In 1882 Jigoro Kano founded the Kodokan “a place for the study of the way”, the school were Judo was first time practiced. Judo means the gentle way and follows the principle of “Seiryoku Zenyo” maximum efficient use of energy. Kano stated that ” judo is a way were the individual makes use of their mental and physical attributes as efficiently as possible”.
The article of Walter Kiechel III published in the Harvard Business Review (may 2012) “The Management century” places in 1886 the first glints of management. Kiechel ,who served as Managing Editor of Fortune magazine and as the Editorial Director of Harvard Business School Publishing, considers that the delivered address to The American Society of Mechanical Engineers titled “The Engineer as an Economist” of Henry R.Towne, cofounder of the Yale Lock Manufacturing Company, highlighted that Management was to be viewed as a set of practices that could be studied and improved. He went on to assert that “the management of works has become a matter of such great and far-reaching importance as perhaps to justify its classification also as one of the modern arts”. The management should be rooted in economics, that meant achieving the maximum efficiency with the resources provided.

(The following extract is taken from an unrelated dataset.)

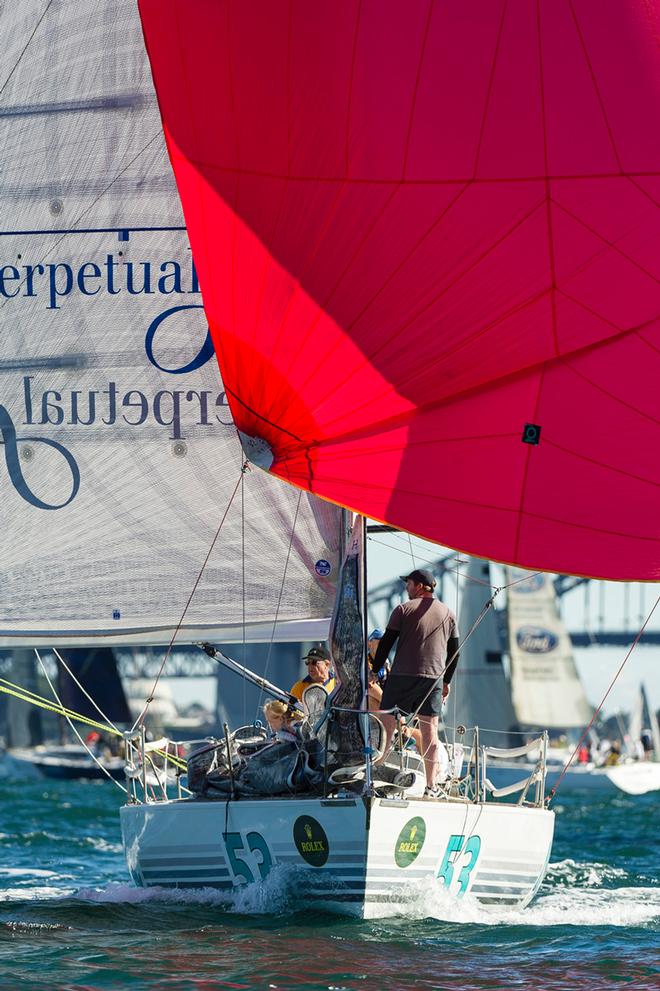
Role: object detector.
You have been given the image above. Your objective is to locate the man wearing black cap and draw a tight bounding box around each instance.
[371,568,459,798]
[290,645,335,702]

The period of the 1880s , Orient & Occident, two different cultures and disciplines. Two societies: the U.S. evolving form a loosely connected world of small towns, small business, and agriculture to an industrialized network of cities, factories and large companies linked by rail, and in the other side Japan in the Meiji period during which Japanese society moved from being an isolated feudal society to its modern form. Fundamental changes affected its social structure, internal politics, economy, military, and foreign relations.
Kano and Towne together converging and defining the principle of two disciplines : the best use of the energy/resources.